Penerapan pajak karbon dalam Rancangan Undang-Undang Ketentuan dan Tata Cara Umum Perpajakan (RUU KUP) menuai pro dan kontra di masyarakat. Penolakan terhadap rencana pungutan pajak karbon datang khususnya dari kelompok pengusaha karena dinilai dapat meningkatkan ongkos produksi sehingga pada akhirnya akan menaikkan harga barang dan jasa serta memperburuk iklim usaha. Di sisi lain, dukungan datang dari berbagai pihak seperti anggota DPR, akademisi dan organisasi masyarakat sipil.
PRAKARSA mengapresiasi langkah pemerintah untuk menerapkan pajak karbon karena dapat mengurangi dampak emisi CO2. “Aturan ini sangat tepat dan relevan untuk dilakukan mengingat Indonesia juga terikat dengan perjanjian Paris Agreement dimana target penurunan emisi menjadi salah satu poinnya.
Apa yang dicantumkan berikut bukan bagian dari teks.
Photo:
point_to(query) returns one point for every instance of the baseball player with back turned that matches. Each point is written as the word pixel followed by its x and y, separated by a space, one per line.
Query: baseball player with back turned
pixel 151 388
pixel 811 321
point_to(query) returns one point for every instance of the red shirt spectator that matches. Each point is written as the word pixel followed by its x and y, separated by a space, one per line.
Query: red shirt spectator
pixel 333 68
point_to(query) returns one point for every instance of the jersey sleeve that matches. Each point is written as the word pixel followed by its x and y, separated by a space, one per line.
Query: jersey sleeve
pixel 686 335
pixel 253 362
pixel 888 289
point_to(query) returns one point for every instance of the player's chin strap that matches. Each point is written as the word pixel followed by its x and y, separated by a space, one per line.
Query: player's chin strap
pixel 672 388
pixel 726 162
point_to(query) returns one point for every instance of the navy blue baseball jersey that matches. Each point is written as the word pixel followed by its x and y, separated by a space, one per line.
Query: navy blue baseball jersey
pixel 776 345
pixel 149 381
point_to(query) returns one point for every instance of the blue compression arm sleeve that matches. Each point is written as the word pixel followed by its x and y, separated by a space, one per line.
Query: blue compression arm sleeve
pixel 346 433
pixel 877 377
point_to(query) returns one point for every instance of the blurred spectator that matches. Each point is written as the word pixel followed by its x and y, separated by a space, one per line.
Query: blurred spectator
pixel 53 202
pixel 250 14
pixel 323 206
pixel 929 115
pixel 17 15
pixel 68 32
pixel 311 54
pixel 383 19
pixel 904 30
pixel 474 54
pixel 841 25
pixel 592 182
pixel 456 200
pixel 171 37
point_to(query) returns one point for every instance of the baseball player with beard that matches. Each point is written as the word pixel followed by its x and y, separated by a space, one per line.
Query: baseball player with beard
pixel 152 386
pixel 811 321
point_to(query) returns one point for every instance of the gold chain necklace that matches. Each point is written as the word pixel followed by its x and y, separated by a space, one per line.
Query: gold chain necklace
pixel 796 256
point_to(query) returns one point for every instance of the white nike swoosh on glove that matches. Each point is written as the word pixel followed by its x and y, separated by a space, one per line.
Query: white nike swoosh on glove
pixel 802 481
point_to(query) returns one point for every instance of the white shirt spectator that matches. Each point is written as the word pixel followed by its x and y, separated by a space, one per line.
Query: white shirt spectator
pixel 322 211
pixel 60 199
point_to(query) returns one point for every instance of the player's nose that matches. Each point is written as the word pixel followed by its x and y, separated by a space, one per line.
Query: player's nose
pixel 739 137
Terlebih tren global mengarah pada kegiatan ekonomi yang lebih hijau sehingga aturan ini diperlukan. Tentunya ini harus dibarengi dengan perbaikan teknologi dan sumber daya manusia sebagai penunjang implementasinya,” kata Ah Maftuchan, Direktur Eksekutif The PRAKARSA.
“Penerapan pajak karbon diharapkan dapat berkontribusi terhadap pencapaian tujuan mitigasi dan adaptasi perubahan iklim dengan tetap meningkatkan pertumbuhan ekonomi, pengentasan kemiskinan, dan secara bersamaan dapat melestarikan lingkungan,” tambah Ah Maftuchan yang juga menjabat sebagai Kordinator Forum Pajak Berkeadilan.
Pada webinar Implementasi Pajak Karbon yang diselenggarakan oleh The PRAKARSA dan Radesa Institute 12 Agustus lalu, Drs. Fathan Subchi, Wakil Ketua Komisi XI DPR RI mendukung penuh rencana pemerintah untuk menerapkan pajak karbon dengan memperhatikan faktor-faktor pendukungnya. “Terdapat beberapa hal penting yang masih perlu dirumuskan dalam penerapan pajak karbon di Indonesia. Pertama, pemerintah harus menentukan bentuk pajak karbon yang nantinya akan dikenakan agar sesuai dengan kondisi dan kebutuhan di Indonesia. Kedua kesiapan teknologi dan sumber daya manusia dalam proses pencatatan dan pengenaan pajak karbon, dan ketiga, menentukan subjek pajak agar tidak membebani masyarakat,” ungkapnya.
Paul Butarbutar, Co-Founder Indonesia Research Institute for Decarbonization menilai bahwa penerapan pajak karbon tidak selalu berdampak negatif pada pertumbuhan ekonomi. “Secara ringkas proses upaya penurunan emisi CO2 di Indonesia harus memperhatikan aspek ekonomi, sehingga penerapan pajak karbon tidak berdampak pada menurunnya kinerja perekonomian di Indonesia. Penerapan pajak Karbon di Swedia terbukti mampu menurunkan emisi dan meningkatkan pertumbuhan ekonomi secara bersamaan dimana perusahaan-perusahaan di Swedia berlomba-lomba untuk menciptakan teknologi yang lebih efisien sehingga pemakaian energi dapat berkurang,” terangnya.
“Sangat penting untuk memastikan peraturan pemungutan pajak karbon tepat sasaran sehingga selain sebagai tambahan penerimaan negara, penerapan pajak karbon dapat menjalankan fungsi pentingnya yaitu sebagai alat kontrol untuk mengubah perilaku yang mendorong inovasi dan perubahan cara kerja manajemen perusahaan terutama perusahaan penyumbang emisi karbon tinggi.” Tutup Cut Nurul Aidha, Research and Knowledge Manager The PRAKARSA.